Dwa zastępy straży pożarnej wysłano po otrzymaniu zgłoszenia, z którego wynikało, że trzeba siłowo otworzyć drzwi do mieszkania budynku przy ul. Krakowskiej w Bestwinie. W mieszkaniu znaleziono zwłoki młodego mężczyzny.

Oficer dyżurny MSK otrzymał zgłoszenie o godz. 20.36. - Zostaliśmy wezwani do pomocy policji w otwarciu mieszkania. Po dojeździe na miejsce weszliśmy do mieszkania przez okno. W środku były zwłoki młodego mężczyzny. Ze względu na widoczne oznaki śmierci, tj. plamy opadowe i stwardnienie pośmiertne, odstąpiliśmy od resuscytacji krążeniowo-oddechowej. Na miejsce został wezwany lekarz, który stwierdził zgon - powiedział nam asp. Sztab. Józef Stec z Posterunku Zamiejscowego JRG2 w Czechowicach-Dziedzicach.
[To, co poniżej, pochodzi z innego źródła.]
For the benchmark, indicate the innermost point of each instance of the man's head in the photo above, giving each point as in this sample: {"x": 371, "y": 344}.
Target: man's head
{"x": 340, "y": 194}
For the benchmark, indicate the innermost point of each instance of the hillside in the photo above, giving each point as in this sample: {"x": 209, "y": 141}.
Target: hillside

W toku policyjnych czynności ustalono, że zmarły mężczyzna miał 26 lat i był znany stróżom prawa. Szczegółowe okoliczności zdarzenia ustala policja pod nadzorem prokuratora. Na miejscu pracowały dwa zastępy straży pożarnej z Posterunku Zamiejscowego JRG2 w Czechowicach-Dziedzicach, zespół ratownictwa medycznego i policja. Działania straży pożarnej zakończono kilka minut po północy. Prokurator zarządził sekcję zwlok.